Prediction of high-risk mountain accident areas using a Hurdle model

 

This post is the summary of Chung, J., Lee, S., & Park, G. (2025). Prediction of high-risk mountain accident areas using a Hurdle model. Korean Journal of Applied Statistics, 38(4), 531-551.


Single 1km X 1km grid of Seorak
Figure (a): Single 1km X 1km grid of Seorak
Visualization of grid by accident type in Seorak
Figure (b): Visualization of grid by accident type in Seorak

Objective

This study aims to provide a grid-based Hurdle model to predict the average 6-hourly number of mountain accidents using data from 18 mountainous national parks in South Korea.

Contributions

  • Applies the grid-based approach, partitioning each national park into a small grid, thereby integrating spatial information such as elevation and slope.
  • Uses a Hurdle model to effectively address zero-inflated accident data.
  • Reveals that climate-related variables play a crucial role in accident probability, while geological factors (e.g., slope, elevation) are significant for accident frequency.

Hurdle model

  • A Hurdle model is a class of statistical models where a random variable is modeled using two parts: (i) the probability to attain zero, and (ii) the probability of the non-zero values.
  • Specifically, the $i$-th response variable $Y_i$ follows a Poisson Hurdle model defined as

    \[P(Y_i = y) = \begin{cases} \pi_i , & y = 0, \\ \frac{1-\pi_i}{1-e^{-\lambda_i}} \times \frac{\lambda_i^y e^{-\lambda_i}}{y !} , & y \in \mathbb{N} , \end{cases}\]

    where $\pi_i$ and $\lambda_i$ parameters are modeled by the $i$-th predictor $\mathbf{x}_i$.

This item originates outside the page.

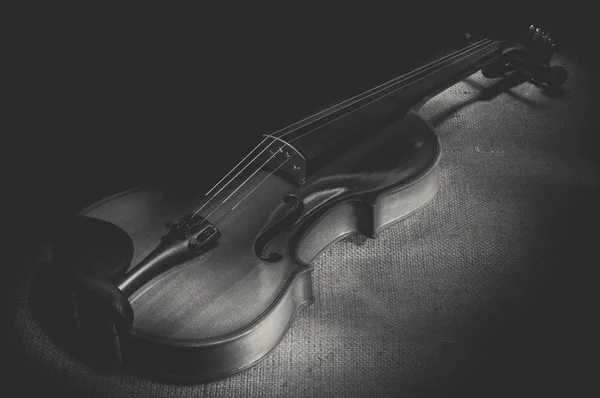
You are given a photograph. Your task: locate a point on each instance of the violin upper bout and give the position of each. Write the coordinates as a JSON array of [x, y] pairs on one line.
[[380, 185]]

  • The Poisson Hurdle model is effective as it decouples the zero and non-zero parts, allowing for separate modeling of each process.
  • In this study, we apply distinct models for each component:
    • For the zero part: Logistic regression and classification tree-based models (Random Forest, XGBoost, LightGBM, CatBoost).
    • For the non-zero part: Poisson regression and the corresponding regression tree models.

Mountain accident data

Data description

Category Dataset Main variables
Input Variables
Terrain Terrain information Elevation (m), Slope (°)
Rescue Accident details Mountain name, Accident month, Day of the week, Accident time (hour)
Weather Wind & Pressure Wind direction/speed (WD, WS), Gust (GST), Atmospheric/Surface pressure (PA, PS), Pressure change (PR, PT)
Temp & Humidity Air temperature (TA), Dew point (TD), Humidity (HM), Vapor pressure (PV)
Precipitation Rainfall (RN), Daily/Total rainfall, Snow depth (SD), Daily/Total snow depth
Sky & Visibility Cloud cover (CA), Cloud height (CH), Visibility (VS), Sunshine (SS), Solar irradiance (SI), Cloud classification (CT)
Surface & Others Surface temperature (TS), Soil temperature (TE), Wave height (WH), Weather conditions (WC, WP)
Output Variables
Target Model Targets Count: Number of accidents per grid
Probability: Accident probability per grid

Accident patterns

Mountain Area (km²) Visitors (2023) \(\hat{P}(Y = 0)\)
(No Accident)
\(\hat{P}(Y \geq 1)\)
(Accident)
\(\hat{P}(Y \geq 2 \mid Y \geq 1)\)
(Multiple)
Jirisan 485.65 2,318,032 0.6151 0.3849 0.5017
Seoraksan 400.03 3,371,633 0.5758 0.4242 0.6288
Sobaeksan 321.26 1,018,623 0.8882 0.1118 0.4614
Odaesan 327.90 1,330,737 0.8946 0.1054 0.4330
Woraksan 288.14 1,680,573 0.8501 0.1499 0.4752
  • The above table presents general statistics (area, visitor counts) alongside estimated accident probabilities, where $Y$ denotes the daily number of accidents.
  • The proportion of accident-free days ($\hat{P}(Y = 0)$) exceeds 50% for all mountains, highlighting a distinct zero-inflated phenomenon.
  • The data suggests a pattern where accidents trigger further accidents ($\hat{P}(Y \geq 2 \mid Y \geq 1)$), as the probability of additional accidents given an occurence is consistently higher than the unconditional accident probability ($\hat{P}(Y \geq 1)$).

Results

Prediction performance

Probability prediction evaluations for each model
Metric Logistic
Regression
Random
Forest
XGBoost LightGBM CatBoost
Accuracy 0.81 0.81 0.96 0.95 0.93
F1-score 0.27 0.27 0.34 0.47 0.42
BIC 6160.27 5760.58 6272.31 4265.63 4232.00
Count prediction scores by models
Metric Poisson
Regression
Random
Forest
XGBoost LightGBM CatBoost
MSE 0.24 0.24 0.27 0.26 0.23
Poisson deviance 0.16 0.16 0.17 0.17 0.15
BIC 2439.26 2438.48 2394.82 1720.25 1690.31
  • In probability prediction, gradient boosting methods (XGBoost, LightGBM, CatBoost) generally show superior performance compared to linear or tree-based baselines.
    • Specifically, LightGBM achieved the highest F1-score, making it the most suitable model for identifying accident occurrences within imbalanced data.
    • CatBoost recorded the best BIC, demonstrating high efficiency by effectively handling categorical variables with lower dimensionality.
  • In count prediction, CatBoost outperforms all other models across every metric.
    • This highlights CatBoost’s strength in leveraging categorical information, which appears crucial for count prediction.
    • Interestingly, other GBDT models did not significantly surpass Poisson Regression, suggesting that the relationship between accident counts and predictors is relatively linear and simple.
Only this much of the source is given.